Membre d'une Croix Rouge ou d'un Médecins Sans Frontières de l'espace, ce brave Doc piétine joyeusement les règles de base de son ordre, frappant à la racine du mal avec une vigueur qui s'appuie sur sa compréhension éclair de la situation. Admettons qu'il n'a en cela guère de mérite, Hubbard travaillant dans le limpide. À ma droite, les bons, dont la noblesse se lit sur leur visage ; à ma gauche, les méchants dont la cupidité se trahit à leurs mains crispées.

Doc est un médecin, un philanthrope mais pas un pacifiste. Que passe un jupon, surtout en haillons, et notre matamore tire dans le tas avec un entrain sans arrière-pensée. Dans "le Grand monopole de l'air", il abat sans remords des extraterrestres esclavagistes pour sauver une donzelle aux beaux cheveux. Ce serait justifiable, s'il ne manifestait ensuite le plus total inintérêt pour les compagnons d'infortune de la pépée en question. Ce qui laisse supposer que si la mijaurée avait été un laideron, les vilains extraterrestres trottineraient encore à la tête de leur troupeau humain. Bravo, le héros !

La science de Doc est prodigieuse : s'il atterrit par mégarde sur une planète, c'est parce qu'il est encore en train de noter sur ses manchettes dorées le remède à un des mille maux qui affligent l'humanité. Et sa sagesse est légendaire. Nous apprendrons grâce à lui que la criminalité est génétique — et se transmet, c'est plus ou moins explicite, par les femmes. Nous apprendrons aussi que l'esclavage est très vilain — Doc doit passer plusieurs nouvelles à éradiquer ce fléau.

Remarquez, ses dons de persuasion doivent être singulièrement entamés par le fait — une broutille — qu'il possède lui-même un esclave particulièrement obéissant, l'extraterrestre Hippocrate. Ah ! me direz-vous : on connaît ces relations maître-esclave, qui ne sont que le travestissement viril et bourru d'une de ces chaudes amitiés qui font du bien au cœur ! Et d'ailleurs, les relations entre Doc et Hippocrate ne sont-elles pas réminiscentes du couple gentleman du vieux Sud/brave esclave noir (ou nounou acariâtre au cœur d'or, ça marche aussi très bien) ? Certes, ça n'est pas faux, on retrouve là encore l'habitude de Hubbard de transposer de vieux clichés sous de clinquants oripeaux. Mais pour l'amitié bourrue, vous repasserez : figurez-vous que Doc s'intéresse tellement au pauvre Hippocrate que lorsque ce dernier est gravement blessé en défendant le vaisseau, après un nouvel atterrissage au petit bonheur, Doc prend soudain conscience qu'en deux cents ans de cohabitation, il ne s'est jamais préoccupé de connaître la physiologie et l'anatomie de son compagnon ! Ce qui laisse entendre en corollaire que la grande et noble mission du Doc vise surtout les humains 100 %. Comme tout ceci est sympathique !

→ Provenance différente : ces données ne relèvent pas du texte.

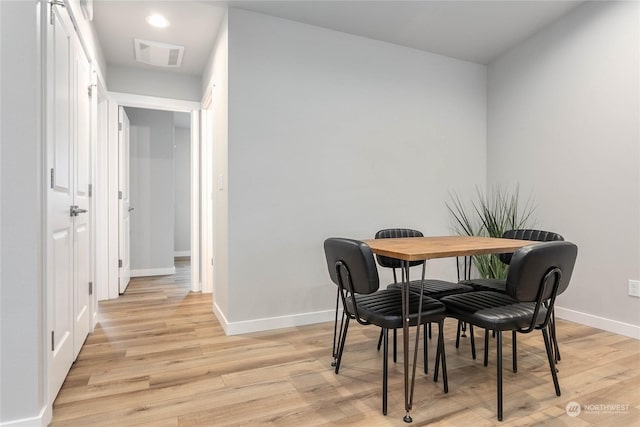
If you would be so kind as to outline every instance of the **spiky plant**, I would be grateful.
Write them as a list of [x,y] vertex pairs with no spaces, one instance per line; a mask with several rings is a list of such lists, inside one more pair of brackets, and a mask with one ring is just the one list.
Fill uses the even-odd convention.
[[[531,197],[521,206],[519,193],[519,186],[510,193],[496,185],[490,194],[476,187],[477,200],[471,201],[470,211],[458,194],[451,193],[451,203],[446,205],[453,216],[453,230],[461,236],[502,237],[507,230],[529,228],[535,207]],[[475,255],[473,263],[483,278],[507,276],[507,266],[496,255]]]

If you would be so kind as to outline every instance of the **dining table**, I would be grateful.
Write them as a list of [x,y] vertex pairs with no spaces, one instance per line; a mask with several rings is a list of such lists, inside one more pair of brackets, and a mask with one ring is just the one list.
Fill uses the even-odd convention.
[[[512,253],[523,246],[535,244],[529,240],[503,239],[480,236],[431,236],[431,237],[403,237],[388,239],[363,240],[369,245],[376,255],[383,255],[402,261],[402,344],[404,352],[404,405],[407,423],[413,421],[411,410],[413,409],[413,392],[415,389],[416,362],[418,357],[418,343],[420,338],[420,313],[418,313],[418,326],[416,328],[413,362],[410,365],[410,340],[409,340],[409,286],[410,262],[428,261],[436,258],[466,257],[483,254]],[[424,271],[422,281],[424,282]],[[422,294],[420,295],[422,306]],[[411,368],[411,366],[413,368]],[[411,377],[409,372],[411,371]]]

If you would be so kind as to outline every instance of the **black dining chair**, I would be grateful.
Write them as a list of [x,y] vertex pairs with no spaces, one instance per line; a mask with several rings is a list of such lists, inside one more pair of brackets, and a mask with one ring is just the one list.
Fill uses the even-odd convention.
[[[424,234],[418,230],[411,228],[385,228],[379,230],[375,238],[376,239],[391,239],[391,238],[404,238],[404,237],[424,237]],[[384,255],[376,254],[376,261],[378,265],[383,268],[390,268],[393,271],[393,283],[387,286],[387,289],[400,289],[402,286],[398,283],[398,276],[396,270],[402,271],[402,261],[395,258],[389,258]],[[425,275],[426,263],[425,261],[410,261],[409,267],[422,266],[422,277]],[[409,291],[419,294],[422,292],[424,296],[439,299],[447,295],[454,295],[463,292],[471,292],[473,288],[462,283],[447,282],[445,280],[437,279],[422,279],[412,280],[409,282]],[[427,340],[427,328],[424,330],[424,339]],[[429,324],[428,338],[431,338],[431,324]],[[382,342],[382,332],[380,332],[380,338],[378,339],[378,350],[380,350],[380,344]],[[393,361],[396,361],[396,348],[397,348],[397,333],[393,331]],[[426,356],[425,356],[426,358]],[[425,373],[427,364],[425,363]]]
[[[535,242],[557,242],[563,241],[564,237],[562,237],[558,233],[554,233],[552,231],[544,231],[544,230],[533,230],[533,229],[515,229],[508,230],[502,235],[503,239],[519,239],[519,240],[531,240]],[[504,264],[509,265],[511,263],[512,253],[504,253],[499,254],[498,258]],[[469,279],[462,280],[460,283],[471,286],[475,291],[496,291],[496,292],[506,292],[506,280],[505,279]],[[558,340],[556,337],[556,327],[555,327],[555,312],[551,313],[551,320],[549,323],[550,329],[549,332],[551,334],[551,344],[554,354],[554,359],[556,362],[560,360],[560,349],[558,347]],[[512,333],[512,347],[513,347],[513,372],[518,370],[517,365],[517,356],[516,356],[516,333]],[[475,343],[472,338],[472,346],[475,347]],[[488,364],[488,348],[489,348],[489,332],[487,330],[484,331],[484,366]],[[475,359],[475,357],[474,357]]]
[[564,241],[525,246],[511,257],[505,292],[477,291],[441,299],[447,315],[481,328],[496,331],[497,407],[502,421],[502,332],[542,331],[556,395],[560,384],[551,353],[549,323],[556,296],[567,289],[578,248]]
[[[402,292],[397,289],[379,290],[378,270],[371,248],[364,242],[344,238],[329,238],[324,252],[331,280],[338,286],[344,322],[340,325],[338,348],[335,352],[335,373],[338,374],[344,353],[350,320],[362,325],[376,325],[383,332],[382,413],[387,414],[387,378],[389,356],[389,329],[403,326]],[[432,298],[409,295],[409,325],[436,322],[439,326],[438,350],[434,381],[438,380],[438,362],[442,363],[444,392],[448,392],[447,366],[444,353],[444,305]],[[427,343],[424,342],[426,347]]]

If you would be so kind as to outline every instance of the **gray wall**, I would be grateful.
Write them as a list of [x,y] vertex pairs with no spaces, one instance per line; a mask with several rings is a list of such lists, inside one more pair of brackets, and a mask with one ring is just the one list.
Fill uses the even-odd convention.
[[228,40],[230,322],[332,311],[324,239],[449,234],[485,183],[484,66],[235,9]]
[[126,107],[131,122],[131,270],[173,267],[173,113]]
[[202,98],[200,76],[166,71],[110,66],[107,86],[111,92],[134,93],[199,102]]
[[0,423],[46,404],[37,10],[0,1]]
[[187,253],[191,250],[191,131],[183,127],[175,128],[174,199],[174,252]]
[[[213,108],[214,182],[228,176],[229,145],[229,14],[220,24],[215,47],[202,74],[203,94],[211,91]],[[211,108],[211,107],[210,107]],[[226,186],[215,184],[213,191],[213,295],[214,310],[220,318],[229,312],[229,202]],[[203,242],[201,241],[201,244]],[[202,274],[202,272],[201,272]]]
[[640,326],[638,8],[586,2],[489,66],[488,181],[519,181],[577,243],[559,313],[601,327]]

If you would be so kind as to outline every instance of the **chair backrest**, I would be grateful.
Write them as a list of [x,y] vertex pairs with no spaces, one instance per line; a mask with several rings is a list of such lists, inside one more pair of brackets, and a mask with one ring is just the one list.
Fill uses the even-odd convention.
[[[384,230],[380,230],[376,233],[376,239],[390,239],[390,238],[399,238],[399,237],[424,237],[418,230],[412,230],[410,228],[385,228]],[[395,258],[389,258],[382,255],[376,255],[376,260],[381,267],[386,268],[402,268],[402,261]],[[422,265],[423,261],[411,261],[409,265],[413,267],[414,265]],[[395,273],[394,273],[395,274]]]
[[380,287],[373,252],[366,243],[332,237],[324,241],[324,254],[331,280],[345,291],[370,294]]
[[[507,230],[502,235],[502,238],[533,240],[535,242],[556,242],[556,241],[564,240],[564,237],[562,237],[558,233],[554,233],[552,231],[532,230],[532,229]],[[500,254],[499,255],[500,261],[502,261],[505,264],[510,264],[512,255],[513,255],[512,253]]]
[[[521,302],[553,301],[569,286],[577,255],[578,247],[564,241],[538,243],[518,249],[509,266],[507,294]],[[551,272],[553,274],[549,274]],[[554,293],[556,280],[559,283]],[[545,284],[546,289],[540,294]]]

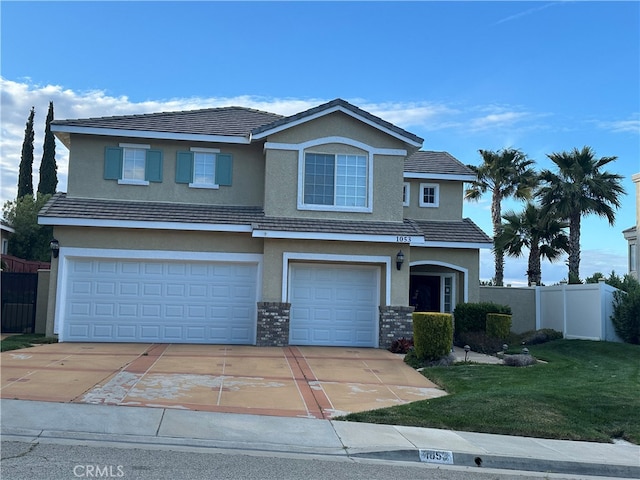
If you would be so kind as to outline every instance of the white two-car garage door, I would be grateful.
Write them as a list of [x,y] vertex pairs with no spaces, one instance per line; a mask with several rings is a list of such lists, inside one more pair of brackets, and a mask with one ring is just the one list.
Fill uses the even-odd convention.
[[293,264],[289,343],[376,347],[380,268]]
[[255,263],[70,258],[62,341],[254,344]]

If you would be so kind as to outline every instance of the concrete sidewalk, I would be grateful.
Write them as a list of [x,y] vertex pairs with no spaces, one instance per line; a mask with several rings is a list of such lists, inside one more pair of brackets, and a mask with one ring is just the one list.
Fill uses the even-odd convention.
[[116,442],[640,478],[640,447],[167,408],[0,401],[2,440]]

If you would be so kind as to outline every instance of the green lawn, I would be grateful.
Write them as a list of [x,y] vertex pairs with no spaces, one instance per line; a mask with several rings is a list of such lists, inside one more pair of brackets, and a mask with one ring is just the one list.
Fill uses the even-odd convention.
[[426,368],[450,395],[342,420],[640,444],[640,346],[557,340],[529,350],[548,363]]
[[37,333],[26,333],[23,335],[11,335],[0,342],[0,352],[8,350],[18,350],[19,348],[27,348],[34,343],[56,343],[58,340],[51,337],[45,337]]

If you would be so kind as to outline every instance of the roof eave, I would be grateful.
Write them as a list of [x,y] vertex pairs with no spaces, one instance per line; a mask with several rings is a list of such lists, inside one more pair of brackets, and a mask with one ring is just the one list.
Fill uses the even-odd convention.
[[423,180],[457,180],[460,182],[475,182],[478,177],[475,175],[452,174],[452,173],[418,173],[404,172],[404,178],[416,178]]
[[[152,130],[126,130],[118,128],[80,127],[76,125],[51,125],[60,140],[67,145],[64,134],[102,135],[107,137],[150,138],[155,140],[185,140],[191,142],[237,143],[248,145],[249,137],[244,135],[205,135],[198,133],[156,132]],[[68,145],[67,145],[68,147]]]
[[[313,114],[306,115],[306,116],[301,117],[301,118],[297,118],[297,119],[292,120],[290,122],[286,122],[286,123],[282,123],[282,124],[276,125],[273,128],[268,128],[266,130],[258,131],[258,132],[253,133],[251,135],[251,139],[252,140],[261,140],[263,138],[268,137],[269,135],[273,135],[275,133],[282,132],[283,130],[288,130],[288,129],[293,128],[293,127],[295,127],[297,125],[301,125],[301,124],[310,122],[312,120],[324,117],[325,115],[329,115],[329,114],[335,113],[335,112],[341,112],[341,113],[344,113],[345,115],[349,115],[350,117],[353,117],[353,118],[355,118],[355,119],[357,119],[357,120],[359,120],[359,121],[361,121],[363,123],[366,123],[367,125],[369,125],[371,127],[374,127],[376,129],[386,133],[387,135],[390,135],[390,136],[392,136],[394,138],[397,138],[398,140],[401,140],[401,141],[411,145],[412,147],[420,148],[420,147],[422,147],[422,143],[424,142],[424,140],[420,139],[420,137],[416,136],[415,138],[410,138],[410,137],[408,137],[406,135],[402,135],[401,133],[396,132],[396,131],[394,131],[394,130],[392,130],[390,128],[387,128],[384,125],[380,125],[379,123],[377,123],[377,122],[375,122],[375,121],[373,121],[373,120],[371,120],[369,118],[366,118],[366,117],[364,117],[362,115],[359,115],[358,113],[356,113],[356,112],[344,107],[343,105],[334,105],[334,106],[331,106],[329,108],[326,108],[326,109],[320,110],[318,112],[315,112]],[[420,141],[418,141],[418,139]]]

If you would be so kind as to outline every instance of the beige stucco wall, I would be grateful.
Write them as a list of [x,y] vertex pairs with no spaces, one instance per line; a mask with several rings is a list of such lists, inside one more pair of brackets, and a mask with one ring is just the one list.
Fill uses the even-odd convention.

Le dernier clou dans le cercueil de ce livre est enfoncé d'une patte négligente par le traducteur, Michel Demuth, qui semble avoir expédié ce pensum en pensant à autre chose — ça peut se comprendre mais ce n'est pas très sérieux. On a droit à des approximations agaçantes (billions au lieu de milliards me crispe énormément), des maladresses ahurissantes (« comme d'habitude, il oubliait toujours ses tables d'enregistrement », « Il eut honte d'avoir été à ce point absorbé et irrité au point d'avoir ignoré les sons ambiants »), des négligences curieuses (ça coûtait vraiment plus cher de traduire “Ole” Doc Mathusalem, “Ole Mother” Mathusalem, “Big” Lem Tolliver… entre autres ?) et de franches bêtises (« les agressions et les vols n'avaient rien de neuf sur les chemins de l'Espace, et tout particulièrement sur une petite planète inhabitée comme Spico » — on frémit de songer à ce que cela aurait été si la planète avait été habitée…)

Bref, un bouquin totalement dispensable. Comment peut-on faire traduire de tels tissus d'inepties, alors que tant d'œuvres intéressantes, voire capitales, attendent encore leur tour ?

Décidément, l'image de Hubbard qui s'impose à la lecture de Doc Mathusalem, c'est celle d'un tâcheron nuisible, dont même la tombe n'arrête pas les coupables déprédations.